How do I improve the NFS sequential read performance on Linux kernel 5.4 or later?

The NFS read_ahead_kb parameter defines the size in kilobytes (KB) of data to be read in advance, or prefetched, by the Linux kernel during a sequential read operation.

For Linux kernel versions earlier than 5.4.*, the value of the read_ahead_kb parameter is the product of NFS_MAX_READAHEAD and rsize (the client read size specified in the mount options). Starting with Linux kernel version 5.4.*, the read_ahead_kb parameter defaults to 128 KB. Therefore, increase the read_ahead_kb parameter to 15 MB when you use the recommended mount options.

After the file system is mounted, run the following commands to reset the value of the read_ahead_kb parameter. In the commands, replace nas-mount-point with the local path of the mounted file system and replace read-ahead-kb with the size in KB of the data to be read in advance or prefetched.

device_number=$(stat -c '%d' nas-mount-point)
((major = ($device_number & 0xFFF00) >> 8))
((minor = ($device_number & 0xFF) | (($device_number >> 12) & 0xFFF00)))
sudo bash -c "echo read-ahead-kb > /sys/class/bdi/$major:$minor/read_ahead_kb"

The following commands provide an example of using /mnt as the local path of the mounted file system to set the value of the read_ahead_kb parameter to 15 MB:

device_number=$(stat -c '%d' /mnt)
((major = ($device_number & 0xFFF00) >> 8))
((minor = ($device_number & 0xFF) | (($device_number >> 12) & 0xFFF00)))
sudo bash -c "echo 15000 > /sys/class/bdi/$major:$minor/read_ahead_kb"

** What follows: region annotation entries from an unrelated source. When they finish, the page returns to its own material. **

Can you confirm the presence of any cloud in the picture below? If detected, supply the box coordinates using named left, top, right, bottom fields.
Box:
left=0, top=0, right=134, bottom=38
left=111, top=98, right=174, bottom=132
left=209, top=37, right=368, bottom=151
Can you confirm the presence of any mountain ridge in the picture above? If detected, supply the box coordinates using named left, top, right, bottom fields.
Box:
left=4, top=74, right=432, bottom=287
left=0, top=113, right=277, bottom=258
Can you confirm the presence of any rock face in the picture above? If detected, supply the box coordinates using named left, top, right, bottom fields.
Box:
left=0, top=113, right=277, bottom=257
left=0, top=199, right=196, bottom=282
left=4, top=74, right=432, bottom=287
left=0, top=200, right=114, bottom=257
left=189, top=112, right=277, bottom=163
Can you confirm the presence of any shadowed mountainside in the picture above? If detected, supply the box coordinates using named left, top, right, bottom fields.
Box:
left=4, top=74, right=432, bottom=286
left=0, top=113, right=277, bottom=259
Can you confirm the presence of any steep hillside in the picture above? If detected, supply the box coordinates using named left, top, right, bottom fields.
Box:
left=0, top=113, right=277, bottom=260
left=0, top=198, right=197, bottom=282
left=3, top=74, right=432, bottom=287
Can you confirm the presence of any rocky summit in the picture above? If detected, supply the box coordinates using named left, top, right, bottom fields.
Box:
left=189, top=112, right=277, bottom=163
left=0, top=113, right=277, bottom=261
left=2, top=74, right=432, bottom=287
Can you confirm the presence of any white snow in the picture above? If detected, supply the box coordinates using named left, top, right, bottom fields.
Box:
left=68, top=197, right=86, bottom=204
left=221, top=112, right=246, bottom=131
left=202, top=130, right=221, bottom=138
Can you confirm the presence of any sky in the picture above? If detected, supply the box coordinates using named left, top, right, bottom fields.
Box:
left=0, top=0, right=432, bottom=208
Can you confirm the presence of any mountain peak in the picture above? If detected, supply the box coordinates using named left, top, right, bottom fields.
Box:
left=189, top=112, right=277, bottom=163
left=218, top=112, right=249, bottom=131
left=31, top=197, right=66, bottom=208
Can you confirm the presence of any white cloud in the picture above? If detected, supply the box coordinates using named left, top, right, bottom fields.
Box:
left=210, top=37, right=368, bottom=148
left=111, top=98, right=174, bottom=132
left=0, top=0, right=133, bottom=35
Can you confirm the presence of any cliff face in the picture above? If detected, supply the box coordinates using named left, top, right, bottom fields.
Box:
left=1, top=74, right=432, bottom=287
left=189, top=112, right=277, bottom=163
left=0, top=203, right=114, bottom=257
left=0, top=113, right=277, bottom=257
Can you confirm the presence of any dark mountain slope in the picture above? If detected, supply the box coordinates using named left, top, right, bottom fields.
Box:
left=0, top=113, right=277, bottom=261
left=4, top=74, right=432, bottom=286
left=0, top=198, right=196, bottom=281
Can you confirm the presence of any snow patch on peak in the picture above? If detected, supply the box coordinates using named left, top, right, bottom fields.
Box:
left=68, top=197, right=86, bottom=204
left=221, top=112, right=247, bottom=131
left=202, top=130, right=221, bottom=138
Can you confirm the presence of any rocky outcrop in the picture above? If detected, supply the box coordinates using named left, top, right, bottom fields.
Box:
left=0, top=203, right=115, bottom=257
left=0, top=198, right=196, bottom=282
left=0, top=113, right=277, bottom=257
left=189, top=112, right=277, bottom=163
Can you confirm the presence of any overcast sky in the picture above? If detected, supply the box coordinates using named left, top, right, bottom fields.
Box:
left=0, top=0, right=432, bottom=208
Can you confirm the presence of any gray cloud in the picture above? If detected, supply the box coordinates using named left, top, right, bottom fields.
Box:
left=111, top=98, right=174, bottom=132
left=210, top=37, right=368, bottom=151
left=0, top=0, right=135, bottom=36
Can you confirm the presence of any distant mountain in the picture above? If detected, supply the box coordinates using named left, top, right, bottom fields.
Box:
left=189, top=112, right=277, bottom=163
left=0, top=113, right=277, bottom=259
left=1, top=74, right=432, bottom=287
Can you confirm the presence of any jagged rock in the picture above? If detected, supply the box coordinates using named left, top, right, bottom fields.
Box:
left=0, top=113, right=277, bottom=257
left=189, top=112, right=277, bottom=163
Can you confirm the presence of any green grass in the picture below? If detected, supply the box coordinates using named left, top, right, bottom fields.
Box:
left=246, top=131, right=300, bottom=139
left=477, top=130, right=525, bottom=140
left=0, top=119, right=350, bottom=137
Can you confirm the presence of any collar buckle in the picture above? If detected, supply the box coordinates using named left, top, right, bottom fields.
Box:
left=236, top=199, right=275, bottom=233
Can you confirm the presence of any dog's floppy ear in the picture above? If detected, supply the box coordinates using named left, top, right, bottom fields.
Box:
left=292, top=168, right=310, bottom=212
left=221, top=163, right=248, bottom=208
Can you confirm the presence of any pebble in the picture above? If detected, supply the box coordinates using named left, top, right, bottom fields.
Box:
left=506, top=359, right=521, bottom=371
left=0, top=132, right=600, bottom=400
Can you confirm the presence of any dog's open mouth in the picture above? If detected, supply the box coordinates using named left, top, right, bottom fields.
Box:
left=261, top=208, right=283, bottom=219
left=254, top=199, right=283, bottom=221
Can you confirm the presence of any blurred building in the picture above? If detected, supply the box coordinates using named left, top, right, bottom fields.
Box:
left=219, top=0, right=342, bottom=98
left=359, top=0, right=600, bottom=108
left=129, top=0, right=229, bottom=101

Why is the first connection to an SMB share slow?

Cause:
A slow initial connection to an SMB share is often caused by the Windows client attempting to connect through unnecessary or slow network providers in its configured provider order, or by DNS resolution latency.
Solution:
Warning
Modifying the registry is a high-risk operation. Before you perform this operation, create a system snapshot or back up the registry.
Step 1: Optimize the network provider order
1. Press Win+R, enter regedit, and then open Registry Editor.
2. Navigate to the following path: HKEY_LOCAL_MACHINE\SYSTEM\CurrentControlSet\Control\NetworkProvider\Order
3. In the right-side pane, find and double-click the ProviderOrder value.
4. In the Value data text box, find and delete the Nfsnp and WebClient entries. Make sure that you retain the commas between the other providers.
5. Click OK to save your changes.
6. Restart the client ECS instance for the changes to take effect.
Step 2: Troubleshoot DNS resolution latency
If the issue persists after you complete Step 1, check whether slow DNS resolution is the cause.
1. Open Command Prompt (CMD).
2. Run ping <mount target address> and record the latency.
3. Run ping <IP address of the mount target> and record the latency.
4. Compare the results: If the latency of pinging the IP address is much lower than that of pinging the mount target address, DNS resolution is slow. Check the DNS configuration of your ECS instance.